RFLP map position of the casein kinase 2 (CK-2) m subunit in maize
--Hanten, J; Edwards, M; Warner, T; Boldyreff, B and Issinger, O-G
Casein kinase 2 (CK-2) is a ubiquitous and multifunctional serine/threonine specific protein kinase that has been implicated in the control of cell growth and proliferation. CK-2 has been characterized extensively in animals and has been shown to phosphorylate various protein substrates including RNA polymerases, topisomerases, oncoproteins, and certain receptor proteins. In plants, less is known about the substrates of CK-2. The subunit composition of CK-2 in animals is m, m', and p with molecular weights of 42, 38, and 28 kDa, respectively. The holoenzyme is comprised of a tetramer consisting of m, m', and p2. Two CK-2-like enzymes have been isolated in maize, CKIIA and CKIIB, with reported molecular weights of 135 and 39 kDa respectively (Dobrowolska et al., Eur. J. Biochem. 204:299-303, 1992).

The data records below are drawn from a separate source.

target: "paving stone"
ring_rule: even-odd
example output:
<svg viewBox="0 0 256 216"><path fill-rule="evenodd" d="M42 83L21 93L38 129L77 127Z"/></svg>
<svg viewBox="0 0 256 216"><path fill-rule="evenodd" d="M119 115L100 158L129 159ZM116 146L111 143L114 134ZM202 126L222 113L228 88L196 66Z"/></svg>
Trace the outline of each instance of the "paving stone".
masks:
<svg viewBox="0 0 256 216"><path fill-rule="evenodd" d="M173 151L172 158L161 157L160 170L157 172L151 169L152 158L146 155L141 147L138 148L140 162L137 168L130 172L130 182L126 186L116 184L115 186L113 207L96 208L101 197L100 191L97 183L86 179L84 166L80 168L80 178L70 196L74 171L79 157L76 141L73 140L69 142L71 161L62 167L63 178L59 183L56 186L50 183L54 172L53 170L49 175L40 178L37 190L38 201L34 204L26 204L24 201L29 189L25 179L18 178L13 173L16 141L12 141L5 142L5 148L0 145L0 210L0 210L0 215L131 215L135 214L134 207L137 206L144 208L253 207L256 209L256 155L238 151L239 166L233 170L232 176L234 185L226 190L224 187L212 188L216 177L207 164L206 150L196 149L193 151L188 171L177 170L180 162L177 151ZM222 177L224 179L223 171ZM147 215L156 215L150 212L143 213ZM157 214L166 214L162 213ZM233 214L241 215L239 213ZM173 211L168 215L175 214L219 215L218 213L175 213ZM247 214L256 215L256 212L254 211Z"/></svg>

To confirm the presence of a CK-2 m gene in maize, a maize cDNA library was screened with oligonucleotide probes specific for conserved regions of the animal CK-2 m. A clone was isolated which exhibited a 75% protein sequence homology to the human CK-2 m (Dobrowolska et al., BBA 1129:139-140, 1991). This clone was expressed in Escherichia coli with a reported molecular weight of 39 kDa and designated as recombinant maize CK-2 m (rmCK-2 m) (Boldyreff et al., BBA 1173:32-38, 1993). This work has demonstrated that the rmCK-2 m is functionally similar to the recombinant human CK-2 m (rhCK-2 m) in several respects. First, the rmCK-2 m was shown to be immunologically similar to the rhCK-2 m by western analysis with affinity purified polyclonal and monoclonal anti-human CK-2 m antibodies. Second, the rmCK-2 m self assembles with the rhCK-2 p to form a complex which sediments at the same position as the native mammalian CK-2 holoenzyme. Third, similar phosphorylation profiles are exhibited between rmCK-2 m and rhCK-2 m when different substrates and various polyamines are assayed.
Maize CK-2 m was characterized in a RFLP mapping population to establish its chromosomal map position. It was anticipated that this information would be useful in determining linkage and homology among other maize casein kinase-like genes as they become mapped. An 896bp portion of the maize CK-2 m open reading frame was mapped by RFLP in a F2 population with 200 individuals using 68 polymorphic markers spread over the genome. It was determined with MAPMAKER IBM version 3.0b that maize CK-2 m was located on the long arm of chromosome 2 (2L) approximately 9.6 centimorgans (cM) distal from umc36. In a selfed population with 300 individuals using 108 polymorphic markers, the maize CK-2 m probe mapped again on chromosome 2L, 4.9 cM distal from umc36. A secondary polymorphism mapped to the short arm of chromosome 4 (4S), 4.5 cM proximal to bnl5.46. It is not clear what degree of homology exists at chromosome 4S, but it is possible that this secondary sequence arose via chromosomal duplication, a well characterized feature of the maize genome (Helentjaris et al., Genetics 118:353-363, 1988). It is also possible that another casein kinase-like enzyme or a distinctly different enzyme within the maize genome share homology with maize CK-2 m.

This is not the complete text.